C’est difficile de monter une comédie en Belgique?

Moi le film qui m’a donné envie de faire du cinéma, c’est C’est arrivé près de chez vous. Je trouve que c’est un chef-d’oeuvre, Benoît Poelvoorde y est génial… Mais combien y’a-t-il de comédies comme ça en Belgique? Pourquoi n’y en a-t-il pas plus? Il y a assurément un problème de financement. Et comme on est financé sur scénario… Pour moi un scénario, c’est un brouillon, le film se fait au tournage.

Vous avez organisé l’avant-première du film en plein air sur la Grand Place, quel souvenir en gardez-vous? 

Je remercie vraiment la Commune, c’était exceptionnel. Il y a 15 ans, on remplissait deux salles au Kinepolis pour un court métrage de 11mn, 2500 personnes, entrée gratuite, un verre pour tout le monde… Aujourd’hui les avant-premières sont souvent payantes, ou sur listing, alors pouvoir ouvrir à tout le monde, c’était génial. Bon, évidemment, on a été relativement chanceux concernant la météo, mais c’était vraiment un beau cadeau. Je ne pouvais pas faire mieux que la Grand Place.

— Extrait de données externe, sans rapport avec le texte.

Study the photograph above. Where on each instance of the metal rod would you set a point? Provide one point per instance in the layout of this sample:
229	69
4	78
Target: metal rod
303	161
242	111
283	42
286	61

Même à l’étranger ça a un écho, c’est dingue.

Qu’est-ce qui vous surprend le plus dans les retours du public?

Les réactions des femmes! Il y en a quelques-unes qui sont venues me voir pour me dire « J’aimais pas vraiment Dikkenek, mais celui-ci est différent, différent de ce qu’on a l’habitude de voir ». On a fait une avant-première à Paris, il y avait 80% de spectatrices, c’était le délire, je ne comptais pas rester, et finalement je suis resté 3/4 d’heure dans la salle. Evidemment, je n’ai pas les retours négatifs. C’est sûr que si le spectateur ou la spectatrice vient voir Dikkenek 2, il va trouver autre chose. Ce n’est pas un enchainement de blague, il y a plus d’intrigue. J’ai fait le film que j’aimais.

Quels sont vos projets?

Je suis en train d’écrire un film avec Maria Pourchet, consultante de Jean-Paul Rouve, elle écrit son prochain film. Ca se passe à Versailles. En 2026. Ce n’est pas juste une comédie. C’est aussi un film social, sur fond de grève. Mais je en peux pas en dire plus à ce stade.